The E(x)plory International Science Fair is an unprecedented event in Poland. What distinguishes it from among other science festivals is the E(x)plory Science Competition addressed to young scientists. And by young we do not mean university graduates or doctoral students but junior and senior high school pupils and first years’ university students. This year's edition of the competition was attended by 45 young Polish scientists, who presented 30 projects, and 20 guests from abroad with seven projects.
‘We always knew that Poland had a lot of young talent,’ Joanna Gogolińska, the Director of the High Tech Foundation and the organiser of the Festival, told Polska.pl. She pointed out that E(x)plory winners receive awards and distinctions in the most prestigious youth competitions all over the world. ‘We are pleased to notice that an increasing number of young people develop their scientific passions: this year over 250 projects carried out by people aged 14–20 were submitted to the E(x)plory Science Competition. That's twice as many as last year,’ she added.

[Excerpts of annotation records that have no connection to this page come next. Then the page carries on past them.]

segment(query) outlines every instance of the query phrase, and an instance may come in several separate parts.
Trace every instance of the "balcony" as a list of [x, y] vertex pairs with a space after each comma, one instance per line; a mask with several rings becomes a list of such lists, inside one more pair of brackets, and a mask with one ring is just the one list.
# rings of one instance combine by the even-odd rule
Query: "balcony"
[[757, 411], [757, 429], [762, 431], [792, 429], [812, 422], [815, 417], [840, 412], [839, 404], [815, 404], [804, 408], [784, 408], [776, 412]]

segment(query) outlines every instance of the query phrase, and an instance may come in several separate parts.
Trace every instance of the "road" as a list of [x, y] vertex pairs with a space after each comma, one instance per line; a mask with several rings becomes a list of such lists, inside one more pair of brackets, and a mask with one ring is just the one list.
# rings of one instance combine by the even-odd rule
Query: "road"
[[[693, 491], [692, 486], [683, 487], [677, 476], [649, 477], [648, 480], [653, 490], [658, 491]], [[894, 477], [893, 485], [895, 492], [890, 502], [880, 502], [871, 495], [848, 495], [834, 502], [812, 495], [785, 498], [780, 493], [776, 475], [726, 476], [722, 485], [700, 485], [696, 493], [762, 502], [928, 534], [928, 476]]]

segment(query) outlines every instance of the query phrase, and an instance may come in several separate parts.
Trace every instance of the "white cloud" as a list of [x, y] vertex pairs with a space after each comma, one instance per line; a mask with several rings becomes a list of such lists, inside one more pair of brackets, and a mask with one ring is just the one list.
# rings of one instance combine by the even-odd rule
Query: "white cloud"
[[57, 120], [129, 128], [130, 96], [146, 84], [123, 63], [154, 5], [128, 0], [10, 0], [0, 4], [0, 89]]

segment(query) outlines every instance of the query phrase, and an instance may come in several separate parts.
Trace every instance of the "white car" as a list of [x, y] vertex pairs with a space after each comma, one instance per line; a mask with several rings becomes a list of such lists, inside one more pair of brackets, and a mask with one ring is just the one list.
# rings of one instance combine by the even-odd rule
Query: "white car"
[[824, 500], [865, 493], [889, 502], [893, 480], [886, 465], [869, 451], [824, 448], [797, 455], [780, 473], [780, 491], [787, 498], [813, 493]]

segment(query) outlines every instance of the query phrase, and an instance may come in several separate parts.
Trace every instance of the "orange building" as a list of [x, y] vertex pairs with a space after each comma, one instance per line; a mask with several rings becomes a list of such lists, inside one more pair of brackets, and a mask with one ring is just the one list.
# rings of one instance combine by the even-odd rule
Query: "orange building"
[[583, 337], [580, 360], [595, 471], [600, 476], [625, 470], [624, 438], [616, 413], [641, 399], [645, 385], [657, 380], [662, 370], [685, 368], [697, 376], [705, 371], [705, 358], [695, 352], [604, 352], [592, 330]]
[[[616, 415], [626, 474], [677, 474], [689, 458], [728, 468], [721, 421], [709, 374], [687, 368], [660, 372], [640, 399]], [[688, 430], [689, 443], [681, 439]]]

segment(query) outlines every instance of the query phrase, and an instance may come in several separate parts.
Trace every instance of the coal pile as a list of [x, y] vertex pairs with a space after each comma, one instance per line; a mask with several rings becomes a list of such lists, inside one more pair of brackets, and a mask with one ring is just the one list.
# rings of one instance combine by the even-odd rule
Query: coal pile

The finals of the competition showed that young scientists from Poland make world top standard discoveries. The winner was Joanna Jurek, a 17-year old from Piotrków Trybunalski, who developed a way to deliver drugs to tumour cells. Her method makes it possible to avoid many problems related to tumour treatment, even in the case of tumours that are not susceptible to treatment.
‘I use nanofibres, in which I ‘encapsulate’ gold nanomolecules combined with the drug,’ Joanna Jurek, a student of Bolesław Chrobry 1st Grammar School in Piotrków Trybunalski, told Polska.pl. ‘This method of drug transportation ensures its delivery to a specific place, where the cells of pancreatic cancer or glioma, malignant brain tumour, multiply.
Joanna was followed by Jerzy Szuniewicz, a 17-year-old from the Adam Mickiewicz 8th Grammar School in Poznań. He invented an affordable way to ‘capture single photons in an optical fibre. His invention may be very helpful in quantum cryptography, which is the most technologically advanced way to protect information.
‘Owing to my photon ‘trap’ each bank customer will be able to feel safer because his or her data will be secured in the best possible way, and the cost of such protection will not be as high as before,’ says Jerzy Szuniewicz.
The third award was presented to a team composed of Dalia Gala (St Jadwiga of Poland Grammar School in Kielce), Kinga Szczepaniak (2nd Grammar School in Elbląg) and Michał Gniewkiewicz (Medical University of Warsaw). Those three scientists have discovered a DNA mutation which causes a genetic disease yet unknown to the world of science.
Distinctions were also awarded in the competition, granting the honoured participants places in foreign science competitions. Joanna Jurek, Jerzy Szuniewicz and Marcin Witkowski from Radom are going to represent Poland at Intel ISEF (the International Science and Engineering Fair), world's largest science competition for high school pupils. Its participants can win valuable science scholarships at the best universities in the USA, as well as access to numerous prestigious research programmes all over the world. In 2013, three Poles were presented with prizes and distinctions at this event.
The finalists of the E(x)plory competition also included seven students who will represent Poland during the InfoMatrix IT competition in Romania, the INESPO Olympiad in the Netherlands and the MILSET Expo-Sciences Europe science event in Slovakia.